Medal Charts at the “Colonial Games”

Pos Country Gold Silver Bronze Total
1 Australia 42 32 32 106
2 England 31 34 21 86
3 New Zealand 13 7 6 26
4 Canada 11 16 19 46
5 South Africa 6 5 5 16
6 India 5 5 3 13
7 Scotland 3 8 15 26
8 Wales 3 2 8 13
9 Malaysia 3 2 3 8
10 Nigeria 3 1 4 8
11 Cyprus 2 1 4 7
12 Uganda 2 0 0 2
13 Singapore 1 3 1 5
14 Trinidad & Tobago 1 1 1 3
15 Samoa 1 1 0 2
16 Bermuda 1 0 0 1
17 Northern Ireland 0 2 3 5
18 Kenya 0 2 2 4
19 Fiji 0 2 1 3
20 Mauritius 0 1 1 2
21 Guernsey 0 1 0 1
21= Jamaica 0 1 0 1
21= Papua New Guinea 0 1 0 1
21= Tanzania 0 1 0 1
21= The Gambia 0 1 0 1
26 Malta 0 0 1 1
26= Namibia 0 0 1 1
26= Nauru 0 0 1 1
26= Sri Lanka 0 0 1 1

 

I find it all a bit overblown the way our news media get so hyped up about New Zealand athletes, their medal prospects and then medal results from the Commonwealth Games.

Perhaps it has something to do with the media generally reporting on “bad” news and finding it refreshing to have some “good” news to focus on.

I also get it that for the individual athletes it’s about the peak of their sporting careers, pitting themselves against the other athletes and finishing at or near the top of the competition.

But its more than that. We love to see how our athletes “punch well above their weight” on an international stage and this is where it all gets a bit tacky and self-delusional.

Our cyclists have come away with a big haul of medals – but who were they competing against? Which of the countries at the games are able to provide their athletes with $10,000+ bikes to practice and compete on? Which countries have the range of community sports facilities such as pools, athletics grounds, velodromes etc and the big sums of money needed to drive good coaching and participation programmes from primary school age?

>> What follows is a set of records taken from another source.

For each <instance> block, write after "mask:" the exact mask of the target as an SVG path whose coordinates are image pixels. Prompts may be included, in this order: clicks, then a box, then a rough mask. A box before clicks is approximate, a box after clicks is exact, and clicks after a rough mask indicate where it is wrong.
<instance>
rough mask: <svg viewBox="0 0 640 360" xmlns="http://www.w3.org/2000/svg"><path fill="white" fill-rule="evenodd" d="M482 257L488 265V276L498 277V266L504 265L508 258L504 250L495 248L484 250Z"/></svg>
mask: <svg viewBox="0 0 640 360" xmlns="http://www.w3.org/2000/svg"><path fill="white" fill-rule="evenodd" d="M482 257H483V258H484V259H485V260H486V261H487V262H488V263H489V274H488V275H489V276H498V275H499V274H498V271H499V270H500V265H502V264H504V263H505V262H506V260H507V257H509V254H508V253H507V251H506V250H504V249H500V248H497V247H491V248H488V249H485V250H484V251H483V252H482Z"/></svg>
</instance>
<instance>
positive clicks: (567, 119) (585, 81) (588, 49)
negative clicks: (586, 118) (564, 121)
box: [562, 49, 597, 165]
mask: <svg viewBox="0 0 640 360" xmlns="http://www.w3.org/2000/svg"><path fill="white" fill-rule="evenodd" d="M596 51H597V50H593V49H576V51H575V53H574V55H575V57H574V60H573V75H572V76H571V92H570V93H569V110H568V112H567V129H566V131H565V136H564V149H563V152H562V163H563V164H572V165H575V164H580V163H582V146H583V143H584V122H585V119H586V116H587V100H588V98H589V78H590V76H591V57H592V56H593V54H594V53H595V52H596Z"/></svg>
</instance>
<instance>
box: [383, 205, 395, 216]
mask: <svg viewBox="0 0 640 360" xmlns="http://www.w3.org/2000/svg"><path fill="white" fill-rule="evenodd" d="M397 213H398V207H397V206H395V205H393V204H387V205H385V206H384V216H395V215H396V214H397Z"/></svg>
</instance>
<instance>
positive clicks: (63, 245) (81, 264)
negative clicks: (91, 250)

I suspect the medal table could be largely constructed by simply arranging the countries in order of their GDP.

Others have called the Commonwealth Games the “Colonial Games” and this is a more accurate description. It’s also where things get a bit more sensitive. The medal chart puts the countries with European colonists at the top (with their colonised populations for the most part underrepresented in the medal stakes) and those countries which were the victims of European colonisation further down.

I can hear some readers grumbling “keep politics out of sport” but needless to say, they have always been inextricably linked as the medal chart shows.

It’s best we just enjoy the sport and not get carried away with medal tallies.